This is intended to be a technical article, so I'm going to pass lightly over the political and fundraising complications that ensued. There was, alas, a certain amount of drama. When the dust finally settled, a very reluctant fork of the Mills implementation had been performed in early June 2015 and named NTPsec. I had been funded on an effectively full-time basis by the Linux Foundation to be the NTPsec's architect/tech-lead, and we had both the nucleus of a capable development team and some serious challenges.

This much about the drama I will say because it is technically relevant: one of NTF's major problems was that although NTP Classic was nominally under an open-source license, NTF retained pre-open-source habits of mind. Development was closed and secretive, technically and socially isolated by NTF's determination to keep using the BitKeeper version-control system. One of our mandates from the Linux Foundation was to fix this, and one of our first serious challenges was simply moving the code history to git.

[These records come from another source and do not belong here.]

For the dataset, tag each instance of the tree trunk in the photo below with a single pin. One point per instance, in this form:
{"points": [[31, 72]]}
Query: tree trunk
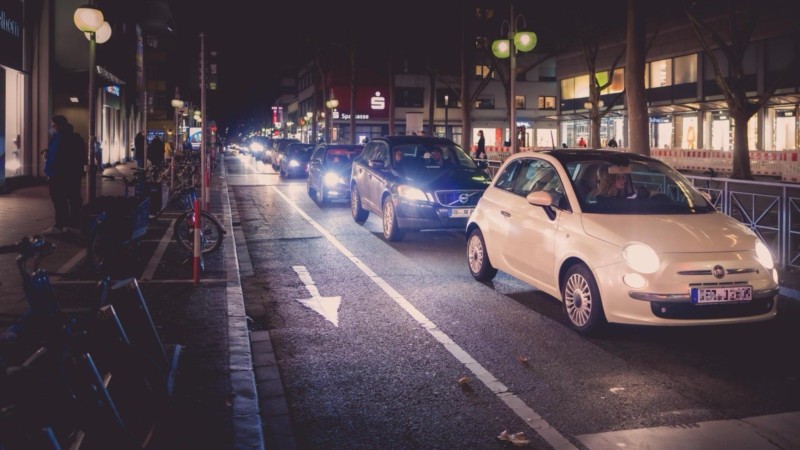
{"points": [[741, 148], [594, 118], [635, 95]]}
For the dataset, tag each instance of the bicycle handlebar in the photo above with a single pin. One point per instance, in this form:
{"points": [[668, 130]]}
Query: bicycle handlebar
{"points": [[29, 246]]}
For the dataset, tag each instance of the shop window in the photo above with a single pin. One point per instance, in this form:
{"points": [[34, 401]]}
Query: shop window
{"points": [[686, 69], [568, 88], [484, 103], [482, 71], [660, 73], [547, 102], [519, 101], [582, 86], [617, 82]]}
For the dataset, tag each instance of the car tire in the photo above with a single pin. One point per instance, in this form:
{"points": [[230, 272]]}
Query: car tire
{"points": [[322, 196], [310, 190], [581, 301], [391, 231], [477, 258], [359, 213]]}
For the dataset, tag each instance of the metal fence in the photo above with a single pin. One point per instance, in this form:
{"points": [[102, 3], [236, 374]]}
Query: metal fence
{"points": [[770, 209]]}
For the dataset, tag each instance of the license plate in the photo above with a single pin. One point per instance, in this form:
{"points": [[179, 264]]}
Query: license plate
{"points": [[460, 212], [702, 296]]}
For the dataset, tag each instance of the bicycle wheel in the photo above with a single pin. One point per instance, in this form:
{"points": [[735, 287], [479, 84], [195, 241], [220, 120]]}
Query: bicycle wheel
{"points": [[123, 397], [211, 232]]}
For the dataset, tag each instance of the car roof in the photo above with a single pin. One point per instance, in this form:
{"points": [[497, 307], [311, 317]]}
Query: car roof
{"points": [[405, 139], [565, 155]]}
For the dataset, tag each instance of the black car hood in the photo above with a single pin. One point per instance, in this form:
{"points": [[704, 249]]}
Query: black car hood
{"points": [[445, 179]]}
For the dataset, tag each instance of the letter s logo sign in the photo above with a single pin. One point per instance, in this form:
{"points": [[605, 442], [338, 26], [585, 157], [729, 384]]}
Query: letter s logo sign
{"points": [[378, 102]]}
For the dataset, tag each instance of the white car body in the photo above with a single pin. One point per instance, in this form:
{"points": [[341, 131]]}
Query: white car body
{"points": [[538, 242]]}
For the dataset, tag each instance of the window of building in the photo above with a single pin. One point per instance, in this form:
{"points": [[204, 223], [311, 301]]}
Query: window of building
{"points": [[482, 71], [568, 88], [547, 102], [484, 103], [582, 86], [519, 101], [686, 69], [409, 97], [660, 73]]}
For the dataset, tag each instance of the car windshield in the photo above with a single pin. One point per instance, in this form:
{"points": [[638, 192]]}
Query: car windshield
{"points": [[633, 186], [430, 157]]}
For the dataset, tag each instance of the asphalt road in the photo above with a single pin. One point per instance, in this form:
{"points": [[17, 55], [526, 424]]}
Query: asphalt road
{"points": [[394, 345]]}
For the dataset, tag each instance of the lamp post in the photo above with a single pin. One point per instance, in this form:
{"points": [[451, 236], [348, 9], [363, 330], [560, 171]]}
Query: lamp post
{"points": [[331, 104], [446, 104], [523, 41], [90, 20]]}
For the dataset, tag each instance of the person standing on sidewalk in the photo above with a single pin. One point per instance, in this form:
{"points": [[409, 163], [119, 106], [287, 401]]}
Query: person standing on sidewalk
{"points": [[138, 149], [65, 159]]}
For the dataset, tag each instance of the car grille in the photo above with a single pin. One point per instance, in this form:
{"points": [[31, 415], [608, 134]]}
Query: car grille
{"points": [[458, 199]]}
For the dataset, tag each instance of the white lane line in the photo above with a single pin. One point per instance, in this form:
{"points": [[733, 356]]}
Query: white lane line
{"points": [[152, 264], [527, 414]]}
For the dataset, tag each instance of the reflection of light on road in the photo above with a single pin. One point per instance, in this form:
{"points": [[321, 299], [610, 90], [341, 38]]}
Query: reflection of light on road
{"points": [[516, 404]]}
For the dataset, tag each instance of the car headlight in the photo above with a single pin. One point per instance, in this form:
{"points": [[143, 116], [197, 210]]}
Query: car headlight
{"points": [[411, 193], [331, 179], [641, 258], [764, 256]]}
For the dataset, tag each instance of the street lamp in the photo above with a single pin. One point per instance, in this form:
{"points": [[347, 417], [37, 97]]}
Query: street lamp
{"points": [[90, 20], [177, 103], [523, 41], [446, 104], [331, 104]]}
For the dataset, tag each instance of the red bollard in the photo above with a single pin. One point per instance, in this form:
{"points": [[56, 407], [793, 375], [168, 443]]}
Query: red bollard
{"points": [[196, 245]]}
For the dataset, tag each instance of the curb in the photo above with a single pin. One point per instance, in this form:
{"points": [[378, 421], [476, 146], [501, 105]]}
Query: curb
{"points": [[247, 427]]}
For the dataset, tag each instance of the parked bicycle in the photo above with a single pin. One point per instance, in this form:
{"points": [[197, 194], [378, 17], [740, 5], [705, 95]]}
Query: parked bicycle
{"points": [[72, 380], [211, 229]]}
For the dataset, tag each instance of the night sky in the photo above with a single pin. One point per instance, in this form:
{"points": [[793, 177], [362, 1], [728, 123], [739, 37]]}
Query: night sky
{"points": [[255, 38]]}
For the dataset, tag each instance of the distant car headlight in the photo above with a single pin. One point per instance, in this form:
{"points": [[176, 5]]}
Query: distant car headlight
{"points": [[764, 256], [641, 258], [331, 179], [411, 193]]}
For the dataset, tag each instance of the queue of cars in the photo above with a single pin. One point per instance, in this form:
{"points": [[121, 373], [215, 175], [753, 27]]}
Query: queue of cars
{"points": [[616, 237]]}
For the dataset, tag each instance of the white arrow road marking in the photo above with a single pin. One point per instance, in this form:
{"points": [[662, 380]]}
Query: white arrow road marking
{"points": [[525, 412], [327, 307]]}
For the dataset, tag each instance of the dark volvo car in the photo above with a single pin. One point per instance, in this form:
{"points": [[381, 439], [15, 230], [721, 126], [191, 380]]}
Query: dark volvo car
{"points": [[415, 183]]}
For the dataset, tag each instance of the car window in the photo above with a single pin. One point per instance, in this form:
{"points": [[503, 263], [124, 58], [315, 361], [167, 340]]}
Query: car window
{"points": [[537, 175], [645, 187], [505, 180]]}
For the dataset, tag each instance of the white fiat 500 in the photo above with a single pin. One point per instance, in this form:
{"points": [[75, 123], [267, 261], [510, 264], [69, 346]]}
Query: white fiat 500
{"points": [[619, 238]]}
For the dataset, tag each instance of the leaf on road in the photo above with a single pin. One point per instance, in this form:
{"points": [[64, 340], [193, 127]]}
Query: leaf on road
{"points": [[518, 439]]}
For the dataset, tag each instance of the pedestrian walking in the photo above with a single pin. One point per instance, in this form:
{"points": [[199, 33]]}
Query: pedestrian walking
{"points": [[138, 149], [480, 153], [65, 159], [155, 151]]}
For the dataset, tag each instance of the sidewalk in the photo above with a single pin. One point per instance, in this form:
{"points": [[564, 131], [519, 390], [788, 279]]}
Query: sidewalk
{"points": [[216, 401]]}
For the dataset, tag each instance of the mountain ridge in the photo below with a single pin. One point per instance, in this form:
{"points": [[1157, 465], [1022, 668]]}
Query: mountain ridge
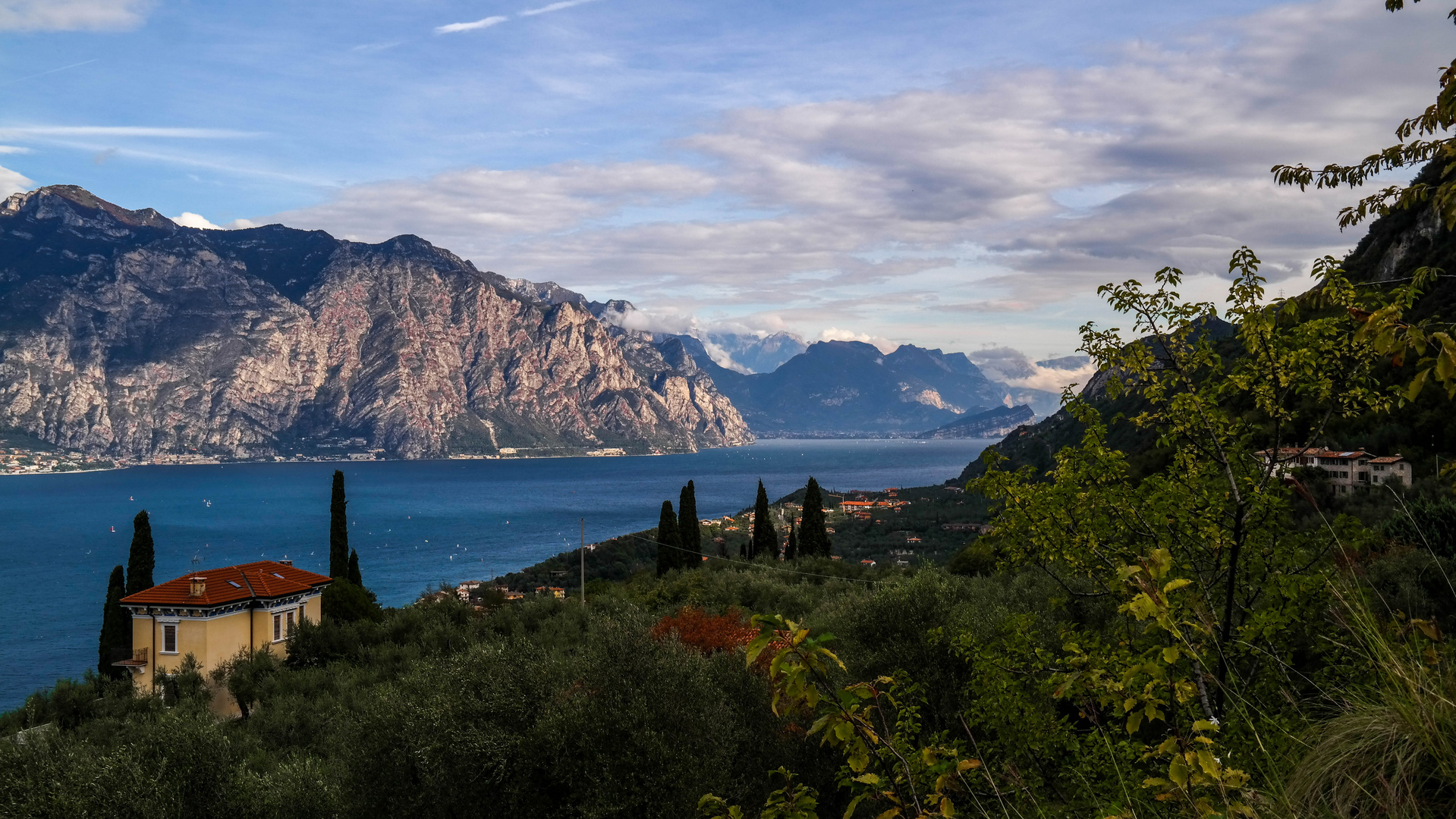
{"points": [[124, 334]]}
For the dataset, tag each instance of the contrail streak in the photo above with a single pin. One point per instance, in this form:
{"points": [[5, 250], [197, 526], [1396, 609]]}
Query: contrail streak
{"points": [[44, 73]]}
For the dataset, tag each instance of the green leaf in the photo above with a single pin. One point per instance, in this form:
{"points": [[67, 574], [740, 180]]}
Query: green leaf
{"points": [[1416, 384], [1178, 773]]}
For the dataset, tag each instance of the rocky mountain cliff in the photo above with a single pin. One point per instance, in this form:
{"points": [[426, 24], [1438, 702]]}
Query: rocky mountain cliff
{"points": [[123, 334]]}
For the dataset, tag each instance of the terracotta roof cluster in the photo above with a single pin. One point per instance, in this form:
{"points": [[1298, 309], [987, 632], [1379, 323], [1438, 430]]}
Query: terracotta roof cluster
{"points": [[1318, 453], [231, 584]]}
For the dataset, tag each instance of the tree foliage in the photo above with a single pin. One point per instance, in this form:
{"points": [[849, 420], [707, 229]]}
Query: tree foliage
{"points": [[813, 534], [765, 540], [142, 560], [115, 626], [338, 530], [668, 546], [689, 532]]}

This is never trivial for a codebase as large and old as NTP Classic, and it's especially problematic when the old version-control system is proprietary with code you can't touch. I ended up having to revise Andrew Tridgell's SourcePuller utility heavily—yes, the same code that triggered Linus Torvalds' famous public break with BitKeeper back in 2005—to do part of the work. The rest was tedious and difficult hand-patching with reposurgeon. A year later in May 2016—far too late to be helpful—BitKeeper went open source.

______________________